September 21 – December 1, 2019

The View from Here is a two-part installation located at 259 Lake Shore Blvd E and Union Station’s Oak Room. Here, Jacob’s extensive collection of rare books, published since 1872, is paired with his contemporary photographs, elucidating different representations of Toronto—a city where the very question of place is deeply layered, complex, and contested. Official government documents project future visions of the city; edited volumes of criticism gather scholarly accounts of an ever-changing urban centre; independent and counter-culture publications offer perspectives from diverse communities. Each document, account, and publication contributes to the different ways in which the municipality has imagined itself and been envisioned by others.

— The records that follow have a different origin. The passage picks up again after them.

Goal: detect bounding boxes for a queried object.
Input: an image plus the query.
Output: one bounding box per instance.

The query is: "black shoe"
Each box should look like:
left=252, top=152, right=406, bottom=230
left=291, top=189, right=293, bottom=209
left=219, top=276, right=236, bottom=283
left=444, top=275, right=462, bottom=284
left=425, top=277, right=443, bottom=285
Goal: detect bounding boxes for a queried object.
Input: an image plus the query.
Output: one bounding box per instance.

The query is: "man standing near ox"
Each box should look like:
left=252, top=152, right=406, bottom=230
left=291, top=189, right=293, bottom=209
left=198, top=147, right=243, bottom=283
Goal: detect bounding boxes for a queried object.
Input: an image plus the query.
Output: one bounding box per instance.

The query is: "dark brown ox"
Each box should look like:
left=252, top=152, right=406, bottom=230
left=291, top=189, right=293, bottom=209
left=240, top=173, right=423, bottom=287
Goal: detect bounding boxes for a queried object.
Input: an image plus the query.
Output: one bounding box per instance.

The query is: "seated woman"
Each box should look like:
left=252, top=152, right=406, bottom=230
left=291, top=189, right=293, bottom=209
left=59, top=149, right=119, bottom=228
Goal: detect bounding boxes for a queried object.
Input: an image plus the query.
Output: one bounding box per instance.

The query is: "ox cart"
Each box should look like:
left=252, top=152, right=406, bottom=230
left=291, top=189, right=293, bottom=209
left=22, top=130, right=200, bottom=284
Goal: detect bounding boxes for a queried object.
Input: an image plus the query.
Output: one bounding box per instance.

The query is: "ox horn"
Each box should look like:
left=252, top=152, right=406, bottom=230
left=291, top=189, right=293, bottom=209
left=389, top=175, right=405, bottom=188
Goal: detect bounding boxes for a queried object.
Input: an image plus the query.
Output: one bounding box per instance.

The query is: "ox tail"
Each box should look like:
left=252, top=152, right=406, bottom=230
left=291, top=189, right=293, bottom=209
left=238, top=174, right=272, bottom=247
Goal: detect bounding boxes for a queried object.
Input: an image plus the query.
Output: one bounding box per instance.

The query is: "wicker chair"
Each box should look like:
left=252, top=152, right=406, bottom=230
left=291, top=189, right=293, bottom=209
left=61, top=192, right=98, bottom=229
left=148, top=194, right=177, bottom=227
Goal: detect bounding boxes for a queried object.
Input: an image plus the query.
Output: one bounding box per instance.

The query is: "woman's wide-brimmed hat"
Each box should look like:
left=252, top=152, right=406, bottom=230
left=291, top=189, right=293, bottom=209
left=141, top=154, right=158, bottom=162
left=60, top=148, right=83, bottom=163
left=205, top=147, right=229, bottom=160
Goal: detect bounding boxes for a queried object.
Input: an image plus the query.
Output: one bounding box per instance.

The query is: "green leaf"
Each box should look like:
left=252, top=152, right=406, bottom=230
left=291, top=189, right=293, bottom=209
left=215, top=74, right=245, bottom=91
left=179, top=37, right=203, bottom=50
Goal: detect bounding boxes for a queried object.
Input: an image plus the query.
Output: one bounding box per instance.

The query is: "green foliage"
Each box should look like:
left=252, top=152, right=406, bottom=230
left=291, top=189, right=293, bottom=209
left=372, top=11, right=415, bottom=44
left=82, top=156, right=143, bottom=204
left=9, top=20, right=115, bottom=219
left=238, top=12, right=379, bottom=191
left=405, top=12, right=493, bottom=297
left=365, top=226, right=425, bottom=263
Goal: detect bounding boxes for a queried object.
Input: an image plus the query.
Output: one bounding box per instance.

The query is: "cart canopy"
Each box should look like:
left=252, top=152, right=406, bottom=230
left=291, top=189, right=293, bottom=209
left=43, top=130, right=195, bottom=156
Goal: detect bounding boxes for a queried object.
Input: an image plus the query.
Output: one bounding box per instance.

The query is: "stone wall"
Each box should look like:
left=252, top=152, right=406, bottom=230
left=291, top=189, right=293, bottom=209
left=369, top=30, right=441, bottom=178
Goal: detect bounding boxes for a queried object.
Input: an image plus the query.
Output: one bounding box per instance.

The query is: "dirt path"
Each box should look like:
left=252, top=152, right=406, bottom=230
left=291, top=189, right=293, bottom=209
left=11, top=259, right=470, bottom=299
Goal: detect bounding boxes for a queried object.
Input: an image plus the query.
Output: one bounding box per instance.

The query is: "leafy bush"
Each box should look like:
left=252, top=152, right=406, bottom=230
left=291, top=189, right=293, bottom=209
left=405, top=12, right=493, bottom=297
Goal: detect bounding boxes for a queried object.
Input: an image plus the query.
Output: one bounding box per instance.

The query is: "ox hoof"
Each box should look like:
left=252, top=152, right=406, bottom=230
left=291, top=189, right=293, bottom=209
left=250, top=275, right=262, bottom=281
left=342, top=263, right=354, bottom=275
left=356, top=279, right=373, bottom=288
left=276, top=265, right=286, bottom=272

Commissioned by the Toronto Biennial of Art and co-presented by Toronto Union with generous support from the Toronto Arts Council.

Bio

Luis Jacob (born in 1970, Lima, Peru; lives in Toronto, Canada) is an artist and curator. Since participating in documenta 12 (2007), he has achieved an international reputation with exhibitions at The Corner at Whitman-Walker, Washington, D.C. (2021); the Museum der Moderne, Salzburg (2019); the Württembergischer Kunstverein, Stuttgart (2019), the Toronto Biennial of Art (2019); La Biennale de Montréal (2016); Tanya Bonakdar Gallery, New York (2015); the Taipei Biennial (2012); the Generali Foundation, Vienna (2011); the Solomon R. Guggenheim Museum, New York (2010); the Kunstverein Hamburg (2008); and the Power Plant Contemporary Art Gallery, Toronto (2008).

Exhibition Site

259 Lake Shore Blvd East

The life of this nondescript building reveals the area’s economic history. Its first tenant in 1945, the Standard Chemical Company, produced methanol, formaldehyde, and charcoal. A railway line to the south tethered the site to the movement of goods. By 1954, the building was divided into a warehouse and a showroom, a configuration that remained intact over the course of various leaseholders, including oil and electrical supply companies and a series of car dealerships. (The advertising of its most recent tenant, Volvo, is still visible on the façade.) This building’s fate is indeterminate, as real estate development is increasingly filling the voids left by industrial decline.